The eight companies that make up the collective all invest in apprentices and graduates, not to mention coming together to host the UK’s largest Design & Make Challenge that gives 80 Year 10 and Year 11 students the opportunity to test their STEM skills against each other.
We now want other manufacturers to tackle the skills crisis head on by doing more to help develop the next generation of engineers and are offering to share the proven blueprint we have created to support ‘engagement’.
The ‘hard yards’ have already been done in overcoming some of the issues that exist when dealing with academic institutions and we believe we can pave the way to build the volume of relationships industry needs to reverse the direction the skills shortage is heading.
Investing in the talent
Attracting staff is one part of the challenge, but once you have managed to recruit it is vital that you retain the talent in the business.
With the growth we have experienced in recent years, we are now topping more than 230 people at our world class facility in Cheslyn Hay, each one of them an important cog in how we continually meet the daily requirements of 20+ of the world’s largest machinery builders.
We always prefer a proactive approach to difficult situations, and this is no different. Rather than hope for the best like so many firms do, we have one of industry’s most progressive cultures that places personal development, wellbeing and creativity at its heart.
Just this year, we have seen investment in staff training pass the £5m mark since our current Chief Executive Tony Hague took over in 2003.
He’s a firm believer in getting the most out of people and always refers to one of his favourite sayings when asked if some of the money is wasted when employees leave. The stock response is ‘well what happens if we didn’t train them and they stayed?’.
It certainly makes sense the more you think about it and perhaps explains why so much importance is placed on Bright Sparks, our in-house training school.
This is designed to ignite the flames of curiosity and empower people to embrace lifelong learning by developing technical expertise and leadership skills through a combination of online learning, external courses and on-the-job shadowing.
We didn’t stop there, quickly introducing Bright Sparks University that champions diverse learning pathways, technical excellence, leadership and continuous improvement.
There’s no point trying to pretend you know all the answers as a management team, so, in order to understand what matters to our colleagues and where to focus our efforts each year, we run a full engagement survey in February.
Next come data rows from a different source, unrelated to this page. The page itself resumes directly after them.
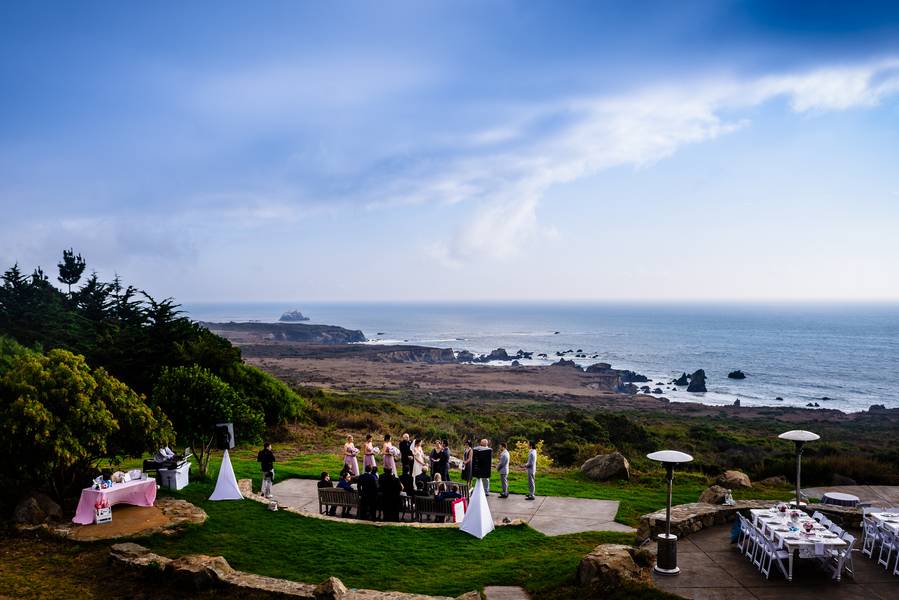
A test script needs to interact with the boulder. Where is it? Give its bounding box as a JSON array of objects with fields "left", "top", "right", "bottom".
[
  {"left": 165, "top": 554, "right": 234, "bottom": 590},
  {"left": 13, "top": 492, "right": 62, "bottom": 525},
  {"left": 312, "top": 577, "right": 350, "bottom": 600},
  {"left": 699, "top": 485, "right": 729, "bottom": 504},
  {"left": 715, "top": 471, "right": 752, "bottom": 490},
  {"left": 456, "top": 350, "right": 475, "bottom": 362},
  {"left": 687, "top": 369, "right": 708, "bottom": 392},
  {"left": 581, "top": 452, "right": 631, "bottom": 481},
  {"left": 577, "top": 544, "right": 653, "bottom": 597},
  {"left": 756, "top": 475, "right": 789, "bottom": 487}
]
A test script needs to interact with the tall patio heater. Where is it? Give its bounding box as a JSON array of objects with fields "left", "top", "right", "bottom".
[
  {"left": 646, "top": 450, "right": 693, "bottom": 575},
  {"left": 777, "top": 429, "right": 821, "bottom": 508}
]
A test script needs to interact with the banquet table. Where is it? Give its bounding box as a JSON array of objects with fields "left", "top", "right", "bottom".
[
  {"left": 749, "top": 508, "right": 848, "bottom": 581},
  {"left": 72, "top": 478, "right": 156, "bottom": 525},
  {"left": 868, "top": 512, "right": 899, "bottom": 535}
]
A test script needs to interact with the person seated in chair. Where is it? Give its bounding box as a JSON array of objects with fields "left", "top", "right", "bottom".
[{"left": 318, "top": 471, "right": 337, "bottom": 517}]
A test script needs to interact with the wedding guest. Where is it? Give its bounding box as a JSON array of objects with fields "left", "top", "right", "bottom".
[
  {"left": 462, "top": 440, "right": 474, "bottom": 486},
  {"left": 496, "top": 442, "right": 510, "bottom": 498},
  {"left": 524, "top": 441, "right": 537, "bottom": 500},
  {"left": 357, "top": 466, "right": 378, "bottom": 521},
  {"left": 256, "top": 442, "right": 275, "bottom": 498},
  {"left": 381, "top": 433, "right": 400, "bottom": 472},
  {"left": 379, "top": 467, "right": 403, "bottom": 522},
  {"left": 362, "top": 433, "right": 378, "bottom": 467},
  {"left": 400, "top": 433, "right": 412, "bottom": 475},
  {"left": 343, "top": 435, "right": 359, "bottom": 477},
  {"left": 318, "top": 471, "right": 337, "bottom": 517}
]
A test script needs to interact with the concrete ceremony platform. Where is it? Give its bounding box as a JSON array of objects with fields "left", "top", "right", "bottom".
[
  {"left": 653, "top": 524, "right": 899, "bottom": 600},
  {"left": 272, "top": 479, "right": 635, "bottom": 535}
]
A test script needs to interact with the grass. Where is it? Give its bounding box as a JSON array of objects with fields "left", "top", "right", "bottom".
[{"left": 146, "top": 476, "right": 634, "bottom": 596}]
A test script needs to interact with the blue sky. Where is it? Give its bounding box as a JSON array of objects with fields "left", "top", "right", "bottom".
[{"left": 0, "top": 1, "right": 899, "bottom": 302}]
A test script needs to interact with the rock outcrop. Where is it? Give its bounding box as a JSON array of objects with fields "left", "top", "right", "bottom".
[
  {"left": 687, "top": 369, "right": 708, "bottom": 392},
  {"left": 577, "top": 544, "right": 653, "bottom": 598},
  {"left": 699, "top": 485, "right": 729, "bottom": 504},
  {"left": 278, "top": 310, "right": 309, "bottom": 323},
  {"left": 581, "top": 452, "right": 631, "bottom": 481},
  {"left": 715, "top": 471, "right": 752, "bottom": 490},
  {"left": 13, "top": 492, "right": 62, "bottom": 527}
]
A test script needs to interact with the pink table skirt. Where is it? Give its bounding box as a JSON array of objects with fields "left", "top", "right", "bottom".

This asks our people what they think is going well and where we could improve, and this is followed up by a series of ‘Voice’ forums in which we share the results of the survey and work with each of our teams to identify how we can improve. In October, we revisited the survey through a ‘Pulse’, and this helps us to identify if we are heading in the right direction or not.
Risk and, importantly, rewards
PP C&A is more than just a business; it’s a community. We want our employees to feel a strong sense of belonging and to be part of something bigger than just themselves.
We aim to create a working environment that is both a fun place to work and one in which employees feel empowered to make a difference, are recognised for their individuality and their contribution. This is where ‘Switched-on’ comes into its own.
Any of our employees can fill in a Nomination Form each month, with everyone nominated receiving a customised badge and small gift – this could be a bottle of wine or chocolates.
Our team of Wellbeing Champions then collectively decide if anyone has gone the extra mile and deserves to be given a more substantial reward in the form of vouchers, a personalised gift or employee of the month title.
To put it simply, ‘Switched On’ is all about celebrating and recognising the contribution of our colleagues and thanking them for a job well done – it’s the little things that can make all the difference when you are looking to attract and retain your staff.